Met Museum: The Pre-Raphaelite Legacy

The current exhibit at the Met Museum, The Pre-Raphaelite Legacy: British Art and Design, is extremely limited in its scope.  That the entire show takes up only one small gallery on the museum's main floor should perhaps come as no great surprise.  Victorian art has long been out of fashion and these days is usually described in such disparaging terms as "quaint" and given short shrift by historians.  Even in its own time, the movement exerted a good deal more influence on the development of the decorative arts in Great Britain than it did on the course of European art history.

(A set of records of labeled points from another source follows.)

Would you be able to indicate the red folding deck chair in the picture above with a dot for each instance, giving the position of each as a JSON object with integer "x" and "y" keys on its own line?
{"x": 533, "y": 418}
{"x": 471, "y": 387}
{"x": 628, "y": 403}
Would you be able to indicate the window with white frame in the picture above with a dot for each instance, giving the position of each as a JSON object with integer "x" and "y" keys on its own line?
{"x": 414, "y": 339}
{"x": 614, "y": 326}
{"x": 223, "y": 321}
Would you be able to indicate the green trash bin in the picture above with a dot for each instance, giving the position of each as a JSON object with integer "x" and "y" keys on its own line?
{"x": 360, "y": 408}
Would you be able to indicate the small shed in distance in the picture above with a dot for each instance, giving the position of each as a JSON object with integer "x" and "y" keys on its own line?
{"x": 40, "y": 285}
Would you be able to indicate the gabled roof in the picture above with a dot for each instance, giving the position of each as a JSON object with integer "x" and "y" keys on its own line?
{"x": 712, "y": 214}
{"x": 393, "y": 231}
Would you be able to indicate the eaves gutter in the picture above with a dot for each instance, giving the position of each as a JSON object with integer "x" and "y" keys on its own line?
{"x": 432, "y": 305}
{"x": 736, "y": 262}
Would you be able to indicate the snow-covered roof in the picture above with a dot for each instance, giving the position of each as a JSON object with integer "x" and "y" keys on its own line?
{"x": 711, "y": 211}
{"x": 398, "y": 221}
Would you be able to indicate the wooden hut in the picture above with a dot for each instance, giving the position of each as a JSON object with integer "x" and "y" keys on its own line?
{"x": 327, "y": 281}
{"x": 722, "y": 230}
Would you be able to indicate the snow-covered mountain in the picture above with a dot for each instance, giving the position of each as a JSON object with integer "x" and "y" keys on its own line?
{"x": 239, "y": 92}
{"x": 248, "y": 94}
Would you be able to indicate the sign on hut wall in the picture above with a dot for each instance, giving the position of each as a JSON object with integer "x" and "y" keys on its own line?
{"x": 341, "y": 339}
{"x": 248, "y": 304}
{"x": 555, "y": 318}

The concept that informs the Pre-Raphaelite vision is ultimately unworldy.  It looks back longingly to the Quattrocento period before the "corrupting" influence of Raphael had yet made itself felt and helped lead to the glories of the High Renaissance.  There is a certain naivete at work here insofar as a long ago period has been remembered nostalgically by artists who have turned their backs on the modern world - Edward Burne-Jones and William Morris had actually once been theology students at Oxford - and who have then attempted to recall this earlier time, not as it was, but as they would like it to have been.  It is no accident that the greatest aesthetic influence on the movement should have been the writings of John Ruskin whose idealization of the past and exaltation of the Gothic can most clearly be seen in The Stones of Venice.  The results of any such attempts to recreate the spirit of a vanished era must necessarily strike the viewer as artificial.  They become cleverly executed tableaux rather than living works of art.

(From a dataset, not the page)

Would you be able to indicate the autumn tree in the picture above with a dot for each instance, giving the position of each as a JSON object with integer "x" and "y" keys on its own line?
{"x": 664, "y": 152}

The centerpiece of the current exhibit is clearly Burne-Jones' The Love Song (1868-1877), a large-scale oil on canvas that the museum refers to on its website as "its greatest Pre-Raphaelite acquisition."  It is an extremely mannered painting that is imitative of Botticelli's style but contains nothing of that artist's genius.  Arranged around it are a number of other paintings and drawings of which the three most interesting - perhaps because the sitters had such close relationships with the artists that they bring these works to life almost in spite of themselves - are The Convalescent (1872), a study of the artist's dangerously ill wife by Ford Madox Brown, an 1868 portrait of Jane Morris by Dante Gabriel Rossetti that clearly shows the artist's growing infatuation with his married subject, and Lady Lilith (1867) in which Rossetti depicts his mistress Fanny Cornforth as the infamous Biblical character.  Another work, the painting Lachrymae (1894-1895) by Frederic Leighton, whose association with the Pre-Raphaelites is tenuous at best, is no more than a colorful exercise in sentimentality.  Notable by its absence is the work most often associated with the Pre-Raphaelites, Rossetti's Beata Beatrix (1870), the painting that is usually considered the artist's masterpiece.

As far as photography is concerned, there is only one example on view, an illustration by Julia Margaret Cameron commissioned by her neighbor Tennyson for his Idylls of the King.  Cameron was an exceptional photographer - I posted last fall a review of an exhibit of her work also held at the Met Museum - and it is a shame that she should be represented here by such a mawkish piece.  (Curiously, the photo on display is not that shown on the museum's website.)  Much more interesting are two portraits which are not hung at the show but are contained in the museum's printed flyer for it.  These are a dual portrait from 1890 of Morris and Burne-Jones taken by Frederick Hollyer and an evocative 1863 portrait of a seated Rossetti taken by Lewis Carroll.

The works on display that deserve the greatest attention are those related to the Arts and Crafts movement.  Among these are Burne-Jones' tapestry Angeli Laudantes (1898), two ceramic plates by William de Morgan and the textile hanging Bird (1878) by William Morris.  The show would have benefited greatly by the inclusion of more such craftwork.

The exhibit continues through October 26, 2014.